On good days, which became a rarity I would try to see all the good that had happened in my life, which honestly when I am not focused on the darkness was actually ABSOLUTELY AWESOME. (I AM SUPERHUMANISH LOL). The question “how are you?” would always come with the big lie of I am fine as my answer. I WASNT FINE.
On one of my morning drives to work in January, I was sitting listening to this guy on my stereo, and he was talking about this book called ‘365 days with Jesus” began to read it THAT BOOK SAVED MY LIFE
My morning routine used to be, wake up, search for my phone and rush to instagram, compare my life with other peoples life’s and then go ahead to feel sorry for myself, go into the bathroom get on the scale and see i had amassed another pound or even three.
Anyways I got my book and at first I would read it just because, and then gradually as the days would go by, I started to take it more seriously and relate the message to my everyday life. Someone told me about “open heavens” and I got that too and believe me slowly but surely i am beginning to climb out of that darkness. I wake up every morning with my bible by my side, feeling expectant for the message of the day.
On Sunday, Bishop TD Jakes, preached the message, ‘process to progress” He ended that message by saying that God was getting ready to turn “MY’ situation around. I can’t explain how exhilarating it was, I took the word and believed it.
Now, why am i sharing this very vulnerable part of my life with you? Is it because I want some negative Nancy to jump on here and judge me? Or I need someone to feel sorry for me? Thank you in advance, I do not need anyone feeling sorry for me I have had 5 treacherous months to do that and I am DONE!
It is to encourage someone. I still struggle daily. I went to bed last night a little anxious and I got up this morning and one of my bible readings for the day was ‘Habakkuk 2;3’ That was all I needed to go on my merry way.

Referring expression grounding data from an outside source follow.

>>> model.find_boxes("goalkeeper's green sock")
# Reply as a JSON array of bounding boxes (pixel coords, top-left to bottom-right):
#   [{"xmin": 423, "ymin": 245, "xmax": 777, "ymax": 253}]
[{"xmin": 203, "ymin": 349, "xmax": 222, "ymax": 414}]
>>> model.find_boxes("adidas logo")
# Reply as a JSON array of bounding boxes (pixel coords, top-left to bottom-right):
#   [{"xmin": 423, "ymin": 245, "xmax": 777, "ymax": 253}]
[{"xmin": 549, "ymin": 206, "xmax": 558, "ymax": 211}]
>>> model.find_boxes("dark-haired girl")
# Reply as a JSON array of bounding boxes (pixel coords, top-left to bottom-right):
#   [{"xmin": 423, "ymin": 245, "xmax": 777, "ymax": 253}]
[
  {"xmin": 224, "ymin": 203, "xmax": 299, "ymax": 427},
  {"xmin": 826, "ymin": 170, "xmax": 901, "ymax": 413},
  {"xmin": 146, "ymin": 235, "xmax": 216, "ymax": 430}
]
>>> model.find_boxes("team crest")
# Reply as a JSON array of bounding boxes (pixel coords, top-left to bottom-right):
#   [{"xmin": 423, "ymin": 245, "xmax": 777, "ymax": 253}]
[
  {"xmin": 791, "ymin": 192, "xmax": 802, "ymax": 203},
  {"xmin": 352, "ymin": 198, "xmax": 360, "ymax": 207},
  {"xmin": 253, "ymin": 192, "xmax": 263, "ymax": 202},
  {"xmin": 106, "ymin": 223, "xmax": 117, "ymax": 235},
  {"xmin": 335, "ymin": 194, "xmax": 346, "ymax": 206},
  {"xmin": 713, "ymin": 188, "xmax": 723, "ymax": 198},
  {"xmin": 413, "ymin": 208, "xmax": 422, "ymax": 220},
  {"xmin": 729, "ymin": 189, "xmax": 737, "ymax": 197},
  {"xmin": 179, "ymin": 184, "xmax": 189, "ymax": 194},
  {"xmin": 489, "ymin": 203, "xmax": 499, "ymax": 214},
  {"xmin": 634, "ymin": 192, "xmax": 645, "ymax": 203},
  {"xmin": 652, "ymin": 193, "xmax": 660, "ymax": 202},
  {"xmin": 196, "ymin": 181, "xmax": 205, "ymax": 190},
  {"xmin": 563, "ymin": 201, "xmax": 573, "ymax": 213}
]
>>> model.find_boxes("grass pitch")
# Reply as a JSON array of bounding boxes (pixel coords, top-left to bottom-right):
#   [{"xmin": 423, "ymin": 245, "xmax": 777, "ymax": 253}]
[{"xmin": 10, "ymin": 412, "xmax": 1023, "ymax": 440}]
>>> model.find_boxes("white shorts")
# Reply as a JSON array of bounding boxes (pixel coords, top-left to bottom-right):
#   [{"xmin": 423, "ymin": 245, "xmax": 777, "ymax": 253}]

As regards my weight loss, last time i checked, I am down to 283 llbs. I am back in the gym and putting in Werk. I wasn’t really worried about the weight gain, because I have that ONLOCK, I know exactly what to do to get the weight down, although its frustrating to start all over again.
Anytime I feel like slipping up i get up and speak Gods words back to him “Godfessions’ Father u said man shall not live by bread alone right? You gat to come and take this demonic craving for cinnamon pretzels away (Those things can make me commit sin) and believe it or NOT, he comes and makes my butternut squash soup taste like ice cream. LOL.
This blog was my outlet when I first started this journey, where I could come and rant and laugh and cry about good and bad , so i am back people , am going to take you on this whirlwind with me, through and through.
I am going to leave you with this message, “ WHEN YOU ARE DOWN TO NOTHING, ALWAYS REMEMBER GOD IS UP TO SOMETHING, TAKE IT AND LEAVE IT AT GODS FEET.